Mar 12, 2021 By: yunews
On Wednesday, March 10, 2021, Dr. Ari Berman, President of Yeshiva University, gave the annual memorial shiur on the double yahrtzeits of Rav Yitzchak Elchanan Spektor (125th) and Rabbi Dr. Samuel Belkin (45th), titled “When the Stakes are High: On the Connection between Chametz & Matzoh.” The address was delivered to a limited audience in the Jacob and Dreizel Glueck Beit Midrash.
He began with the customary praise of the two men whose names grace this annual event, and then drew a direct line between what he saw as their ability to “lead the Jewish people during times of crisis” and the current challenges faced by Yeshiva University in the face of the pandemic. “When the stakes are high,” he said, “we see leaders born. Moments of great consequence reveal and create character as our truest selves often emerge from the cauldron of crisis.”

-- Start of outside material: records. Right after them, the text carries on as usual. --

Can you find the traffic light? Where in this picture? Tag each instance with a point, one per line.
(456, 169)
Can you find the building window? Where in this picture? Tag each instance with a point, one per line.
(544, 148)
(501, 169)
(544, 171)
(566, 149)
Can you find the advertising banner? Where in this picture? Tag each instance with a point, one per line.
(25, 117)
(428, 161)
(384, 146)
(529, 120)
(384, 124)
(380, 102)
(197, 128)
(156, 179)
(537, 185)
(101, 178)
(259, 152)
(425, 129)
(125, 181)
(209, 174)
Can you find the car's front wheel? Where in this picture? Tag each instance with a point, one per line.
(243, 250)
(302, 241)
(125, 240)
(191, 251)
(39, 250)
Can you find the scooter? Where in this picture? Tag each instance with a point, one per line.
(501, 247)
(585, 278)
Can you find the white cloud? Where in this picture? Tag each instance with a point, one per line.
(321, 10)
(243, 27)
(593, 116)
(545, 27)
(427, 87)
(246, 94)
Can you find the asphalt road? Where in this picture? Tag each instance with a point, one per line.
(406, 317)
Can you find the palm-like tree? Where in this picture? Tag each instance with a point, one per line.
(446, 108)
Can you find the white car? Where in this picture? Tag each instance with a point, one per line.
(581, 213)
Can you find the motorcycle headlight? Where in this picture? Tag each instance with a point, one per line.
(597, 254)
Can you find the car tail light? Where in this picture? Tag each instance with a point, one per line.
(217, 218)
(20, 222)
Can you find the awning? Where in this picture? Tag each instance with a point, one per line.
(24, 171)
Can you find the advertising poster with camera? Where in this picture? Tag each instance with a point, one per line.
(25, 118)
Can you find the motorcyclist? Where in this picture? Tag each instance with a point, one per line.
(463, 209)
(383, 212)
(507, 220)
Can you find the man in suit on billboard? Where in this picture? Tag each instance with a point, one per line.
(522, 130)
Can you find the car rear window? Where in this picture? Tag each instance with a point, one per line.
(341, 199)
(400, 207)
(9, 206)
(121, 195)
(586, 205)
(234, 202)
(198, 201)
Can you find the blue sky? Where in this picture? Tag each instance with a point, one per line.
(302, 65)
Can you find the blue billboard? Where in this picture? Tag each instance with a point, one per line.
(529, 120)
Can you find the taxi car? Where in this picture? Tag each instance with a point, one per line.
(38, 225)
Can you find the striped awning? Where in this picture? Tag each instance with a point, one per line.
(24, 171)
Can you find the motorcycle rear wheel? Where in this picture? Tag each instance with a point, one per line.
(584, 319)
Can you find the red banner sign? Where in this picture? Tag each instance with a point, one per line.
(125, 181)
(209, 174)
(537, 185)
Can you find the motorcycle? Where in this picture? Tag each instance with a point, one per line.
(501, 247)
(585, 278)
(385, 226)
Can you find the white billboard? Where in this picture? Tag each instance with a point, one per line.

During the next 45 minutes, Dr. Berman explained, through the metaphor of matzoh, how the University, by channeling the great leadership capabilities of Rabbi Dr. Belkin and Rav Spektor, has managed to travel from the dark initial days of March 2020 when Dr. Berman received a fateful phone call from Gov. Andrew Cuomo to the University’s current ongoing efforts to create a safe and healthy on-campus and in-person experience for everyone.
“This is the message of matzoh,” he intoned. “At the moment we were granted our freedom from being slaves, matzoh teaches us that we forge our character, both individually and communally, … specifically for moments when our actions make the most difference. … If there’s any lesson from the character of matzoh, it is that when the stakes are high, heroes are born, and over the past year, I have seen a lot of heroes in our community.” He specifically cited the roshei yeshiva, the faculty and staff, the alumni and, above all, the students. “We have risen together as a community and embraced the opportunity of the moment.”
He concluded his remarks with a charge to the students to “present and communicate our values to both the broader Jewish world and the nations of the world” and to continue to seize the chances for success offered to them by a world of “unprecedented opportunity, where you are able to influence society in ways unimaginable in history.”